Training continues until the loss converges to a satisfactory level or a maximum number of epochs is reached.

###  Summary of DeepONet Usage
|Step|Description|
|---|---|
| Step1|Generate training data $(a^{(i)}, u^{(i)})$ via simulation or experiment|
| Step2|Build DeepONet with trunk and branch networks|
| Step3|Define a loss function based on prediction error|
| Step4|Train the model with gradient descent|

## (3) When Should We Use DeepONet? — Advantages and Limitations

DeepONet is a powerful tool for learning solution operators to PDEs, especially in scenarios where fast inference is required across many different inputs. However, like any method, it comes with both strengths and trade-offs.

### (3.1) Advantages of DeepONet

#### [1] Function-to-Function Learning
- Unlike traditional neural networks that operate on fixed-size vectors, DeepONet is specifically designed to learn mappings between functions.
- This makes it suitable for solving families of PDEs with varying input functions (e.g., changing coefficients or source terms).
- 
#### [2] Fast Inference After Training
- Once trained, DeepONet can instantly predict the solution $u(x)$ for any new input function $a(x) \in \mathcal{A}$ without solving the PDE again.
- This is particularly valuable in scenarios where many queries need to be answered quickly, such as real-time simulation, control, or optimization.

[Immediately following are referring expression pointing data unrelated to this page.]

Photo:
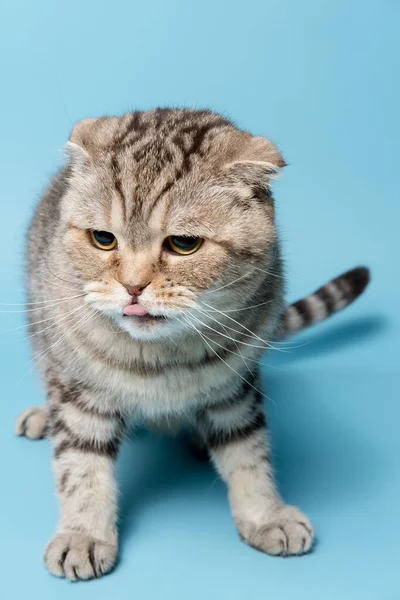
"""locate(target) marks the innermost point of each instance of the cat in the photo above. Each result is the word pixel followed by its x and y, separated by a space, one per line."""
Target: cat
pixel 155 282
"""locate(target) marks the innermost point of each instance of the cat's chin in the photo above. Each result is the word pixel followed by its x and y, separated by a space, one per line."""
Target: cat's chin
pixel 148 327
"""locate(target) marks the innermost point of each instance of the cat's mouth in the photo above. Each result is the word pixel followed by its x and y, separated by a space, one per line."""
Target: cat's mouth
pixel 147 318
pixel 140 314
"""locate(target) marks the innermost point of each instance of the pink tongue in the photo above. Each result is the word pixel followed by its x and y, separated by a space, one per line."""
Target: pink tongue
pixel 135 309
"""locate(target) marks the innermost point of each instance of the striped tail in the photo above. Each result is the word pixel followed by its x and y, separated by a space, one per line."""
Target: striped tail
pixel 325 301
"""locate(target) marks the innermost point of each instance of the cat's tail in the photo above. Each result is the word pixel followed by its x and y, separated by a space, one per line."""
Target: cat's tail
pixel 328 299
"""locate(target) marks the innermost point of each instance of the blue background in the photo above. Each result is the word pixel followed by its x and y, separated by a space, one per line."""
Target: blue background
pixel 321 78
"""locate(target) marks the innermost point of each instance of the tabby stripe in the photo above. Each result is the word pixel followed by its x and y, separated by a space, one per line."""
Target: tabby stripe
pixel 109 448
pixel 116 177
pixel 325 295
pixel 239 396
pixel 221 438
pixel 304 307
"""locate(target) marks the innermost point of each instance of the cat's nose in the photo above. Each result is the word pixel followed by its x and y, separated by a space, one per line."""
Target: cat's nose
pixel 135 290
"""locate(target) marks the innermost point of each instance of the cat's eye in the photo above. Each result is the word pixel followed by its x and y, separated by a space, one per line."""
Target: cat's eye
pixel 103 239
pixel 182 244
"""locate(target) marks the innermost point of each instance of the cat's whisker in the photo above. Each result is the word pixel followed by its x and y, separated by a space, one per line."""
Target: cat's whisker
pixel 227 336
pixel 247 307
pixel 270 273
pixel 58 320
pixel 56 284
pixel 39 357
pixel 48 304
pixel 74 283
pixel 25 325
pixel 244 327
pixel 226 285
pixel 224 361
pixel 288 344
pixel 42 302
pixel 209 315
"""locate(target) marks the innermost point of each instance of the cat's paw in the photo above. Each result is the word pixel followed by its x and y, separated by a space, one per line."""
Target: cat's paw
pixel 32 423
pixel 287 533
pixel 77 556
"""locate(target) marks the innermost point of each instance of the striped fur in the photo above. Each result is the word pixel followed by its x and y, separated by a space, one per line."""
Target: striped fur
pixel 325 301
pixel 193 359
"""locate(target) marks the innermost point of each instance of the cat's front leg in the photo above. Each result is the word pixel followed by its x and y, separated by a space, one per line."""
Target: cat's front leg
pixel 236 436
pixel 85 444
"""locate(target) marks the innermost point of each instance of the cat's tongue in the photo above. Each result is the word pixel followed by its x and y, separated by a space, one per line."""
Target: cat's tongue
pixel 135 309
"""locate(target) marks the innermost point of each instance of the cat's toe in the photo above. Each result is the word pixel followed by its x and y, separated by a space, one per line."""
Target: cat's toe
pixel 32 423
pixel 288 533
pixel 78 557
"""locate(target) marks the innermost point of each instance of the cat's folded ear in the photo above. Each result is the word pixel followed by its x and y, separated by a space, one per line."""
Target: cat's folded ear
pixel 257 164
pixel 88 137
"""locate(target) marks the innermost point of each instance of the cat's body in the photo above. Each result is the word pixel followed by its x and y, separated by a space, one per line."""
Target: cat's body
pixel 141 331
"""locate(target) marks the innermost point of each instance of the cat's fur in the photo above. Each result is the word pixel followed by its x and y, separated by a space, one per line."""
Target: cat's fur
pixel 144 176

### (3.2) Limitations of DeepONet
#### [1] Data Inefficiency
- Training DeepONet requires a large number of labeled input-output pairs $(a, u)$.
- Since generating high-quality solutions $u$ often involves solving the PDE numerically (e.g., with finite element or spectral methods), this process can be computationally expensive and time-consuming.
#### [2] Poor Generalization to Unseen Inputs
- DeepONet tends to perform poorly if the input function a during testing lies outside the distribution of the training data.
- In other words, the method is not robust to out-of-distribution inputs, which limits its reliability in real-world settings unless the training set is very comprehensive.